Re: atomic read write
On Fri, Mar 11, 2022 at 11:51:31AM +0100, Alexander Bluhm wrote:
> On Fri, Mar 11, 2022 at 05:32:11AM +, Visa Hankala wrote:
> > On Thu, Mar 10, 2022 at 07:17:43PM +0100, Alexander Bluhm wrote:
> > > On Thu, Mar 10, 2022 at 04:39:49PM +0100, Alexander Bluhm wrote:
> > > > > Below is a patch that shows how to accomplish release semantics with
> > > > > the file and refcnt APIs. (The added memory barriers ensure that the
> > > > > CPU completes its loads and stores to the object before dropping the
> > > > > reference. Another CPU might delete the object immediately after.
> > > > > The barrier might not be strictly necessary with refcnt_finalize(),
> > > > > though.)
> > >
> > > The enter and exit membars that protect the critical section should
> > > be symmetric. Maybe this diff is better.
> >
> > No, symmetry is not always present. See below.
>
> In general if you want to move data from one CPU to another, you
> have to push them out and pull them in. That is where the symetry
> comes from and it should be reflected in code. At least that is
> my understanding, but understanding the whole topic is hard.

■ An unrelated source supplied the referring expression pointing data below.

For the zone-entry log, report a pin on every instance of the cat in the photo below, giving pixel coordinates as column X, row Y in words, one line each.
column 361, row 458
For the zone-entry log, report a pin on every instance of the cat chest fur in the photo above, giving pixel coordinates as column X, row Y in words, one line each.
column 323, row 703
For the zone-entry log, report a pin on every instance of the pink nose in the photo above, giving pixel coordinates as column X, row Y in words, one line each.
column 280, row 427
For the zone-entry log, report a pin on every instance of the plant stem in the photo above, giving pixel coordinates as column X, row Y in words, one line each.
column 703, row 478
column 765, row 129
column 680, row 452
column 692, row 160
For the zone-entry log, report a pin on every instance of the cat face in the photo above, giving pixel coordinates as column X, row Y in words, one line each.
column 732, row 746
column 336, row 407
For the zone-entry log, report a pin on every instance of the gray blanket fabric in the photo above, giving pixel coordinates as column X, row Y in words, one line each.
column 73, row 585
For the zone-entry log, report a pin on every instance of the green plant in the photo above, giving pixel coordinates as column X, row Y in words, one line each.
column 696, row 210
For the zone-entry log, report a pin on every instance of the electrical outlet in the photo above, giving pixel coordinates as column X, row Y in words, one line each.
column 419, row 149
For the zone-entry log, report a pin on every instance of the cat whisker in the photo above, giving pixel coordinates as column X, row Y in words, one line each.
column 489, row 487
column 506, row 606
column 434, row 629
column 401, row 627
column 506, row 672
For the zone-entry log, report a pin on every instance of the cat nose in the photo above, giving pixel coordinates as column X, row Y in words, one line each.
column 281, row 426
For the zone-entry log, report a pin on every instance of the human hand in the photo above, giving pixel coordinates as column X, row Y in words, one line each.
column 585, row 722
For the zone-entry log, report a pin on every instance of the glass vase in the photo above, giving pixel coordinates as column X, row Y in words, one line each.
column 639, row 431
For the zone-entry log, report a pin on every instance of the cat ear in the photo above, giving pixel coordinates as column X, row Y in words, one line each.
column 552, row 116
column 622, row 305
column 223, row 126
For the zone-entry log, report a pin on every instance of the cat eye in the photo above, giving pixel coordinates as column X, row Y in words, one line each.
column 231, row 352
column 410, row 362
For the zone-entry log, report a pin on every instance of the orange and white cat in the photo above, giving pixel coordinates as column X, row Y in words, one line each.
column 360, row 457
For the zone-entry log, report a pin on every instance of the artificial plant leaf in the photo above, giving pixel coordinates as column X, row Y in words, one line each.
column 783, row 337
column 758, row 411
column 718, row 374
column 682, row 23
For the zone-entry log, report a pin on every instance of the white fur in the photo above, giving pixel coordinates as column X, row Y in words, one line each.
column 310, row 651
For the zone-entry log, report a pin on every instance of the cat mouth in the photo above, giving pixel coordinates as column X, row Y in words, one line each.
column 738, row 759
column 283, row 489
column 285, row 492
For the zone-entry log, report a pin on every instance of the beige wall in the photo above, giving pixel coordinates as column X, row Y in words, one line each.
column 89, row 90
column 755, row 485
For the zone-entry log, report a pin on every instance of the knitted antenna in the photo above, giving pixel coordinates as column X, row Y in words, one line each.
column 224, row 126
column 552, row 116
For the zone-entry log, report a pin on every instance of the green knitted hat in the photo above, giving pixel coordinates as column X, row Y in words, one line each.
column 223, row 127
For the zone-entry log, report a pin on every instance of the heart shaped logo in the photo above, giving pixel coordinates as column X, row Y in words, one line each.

A skeptical take on memory barriers is that they do not push anything;
they only make certain things happen in a specific order but the exact
time frame remains open. To ensure immediacy, the code needs to use
a read-modify-write atomic operation or something similar that the
processor cannot delay.
For example, on octeon, membar_producer() prevents subsequent writes
from getting reordered with earlier writes in the write buffer.
However, the operation does not block the pipeline, it takes effect
in the background.
> I came to the conclusion that refcnt does not need membars at all.
> It does not protect other data, it is only looking at one counter
> variable. When using refcnt, it protects the livetime of an object.
> For the data you need another lock which brings its own barriers.
To make a reasonable API, one should consider the intended usage.
Putting the barriers inside refcnt code keeps the API sane. Otherwise
callers would have to remember issue barriers, which would also be
wasteful on systems where RMW atomics do enforce memory order.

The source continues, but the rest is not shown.